On “sentence structure in the country,” more eaze leans into her love of song and embraces her upbringing as a folk-oriented fiddle player. Collaboration is key, with Wendy Eisenberg and others helping shape an album where trademark contrasts feel more subtle and fluid than ever. A bewildering array of influences leveraged into a sustained, emotionally resonant and surprisingly compact work of art.

Many of the songs on Joshua Burnside’s “It’s Not Going to Be Okay” can disarm you or take your breath away from their very first lines. Burnside is the most consistently human and the most surprising of songwriters. Details spring out at you like spiders from the cracks between floorboards. Meteors and energy-efficient light bulbs, blackbirds and bears, spaceships and Peugeots. The profound and the quotidian occupy the same arena.

It is more in-your-face than much of their recent work, thematically if not musically. More engaged and more engaging. The sound of a band alive to the changing world with all its problems and all its wonder. News from Planet Zombie is another important dispatch from the Notwist’s entirely unique corner of the musical world, an album full of closely-observed detail that warrants rapt attention.
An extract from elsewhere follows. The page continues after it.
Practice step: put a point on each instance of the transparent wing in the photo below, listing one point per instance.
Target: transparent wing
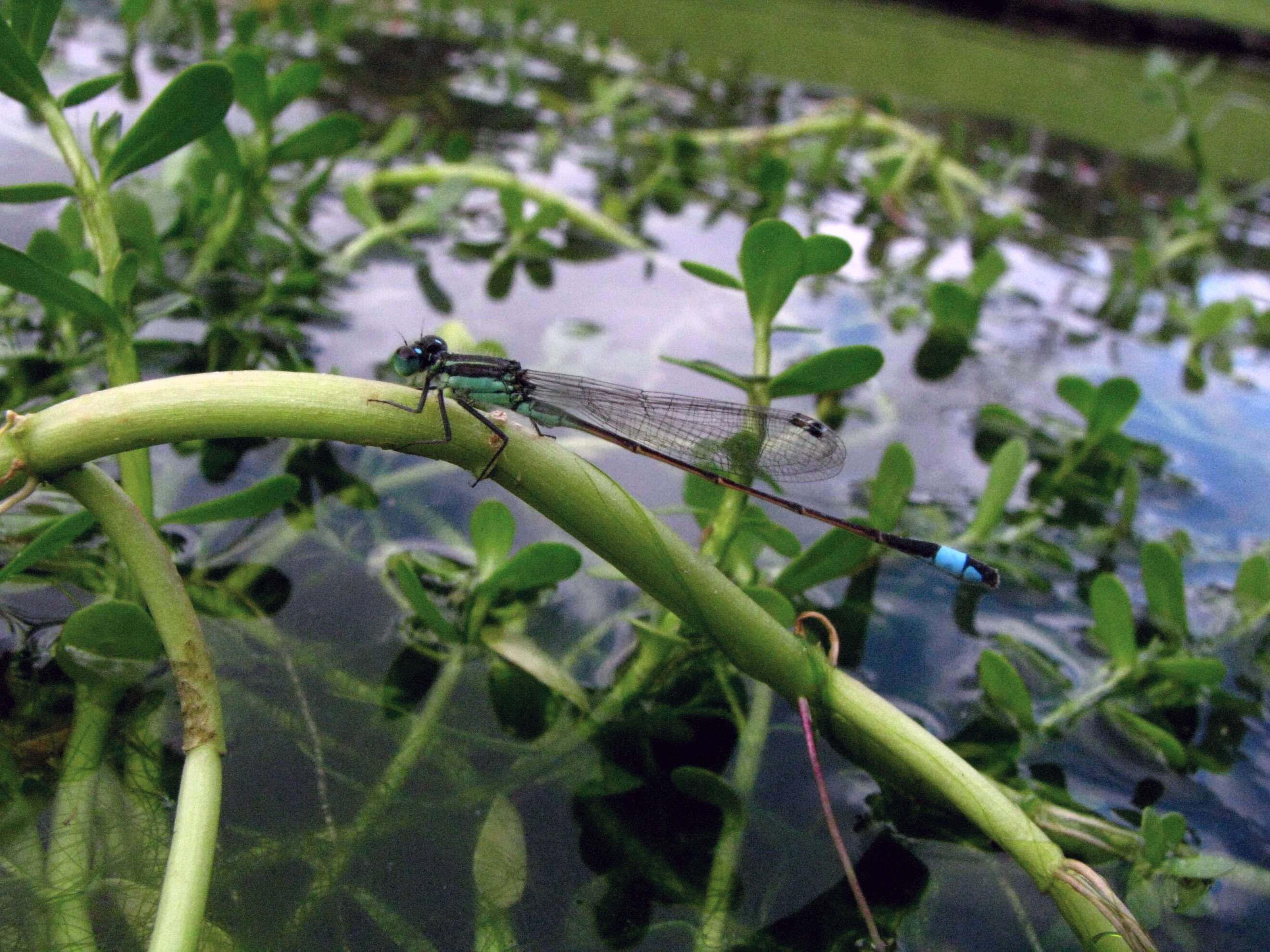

The latest in the Folklore Tapes Ceremonial Counties series pairs AHRKH — the solo venture of Gnod’s A P Macarte — with Scottish/Turkish singer and sound artist Bell Lungs. Macarte delivers a satisfying slab of arhythmic, amelodic drone inspired by the Isle of Wight’s Mottistone longstone, while Bell Lungs weaves an extraordinary fifteen-minute folk opera from the cursed legend of Raggedstone Hill.

Gregory Uhlmann’s ‘Extra Stars’ is a fluent and fluid album of thirteen brief, breezy, deceptively light tracks that flow over diverse territories while retaining their identity. An album obsessed with natural processes — some organic and cellular, others more cosmic — it showcases Uhlmann as guitarist, arranger, composer and improviser, his musical curiosity working in tandem with his expansive imagination.

Bonnie “Prince” Billy’s “We Are Together Again” sees Will Oldham slip into folky singer-songwriter mode — sometimes confessional, sometimes gnomic, always intriguing. A conservative estimate suggests this is his thirty-first studio album, and while he still circles themes that have preoccupied him since his Palace Brothers days, he has become wider reaching and more approachable. This is some of his best work.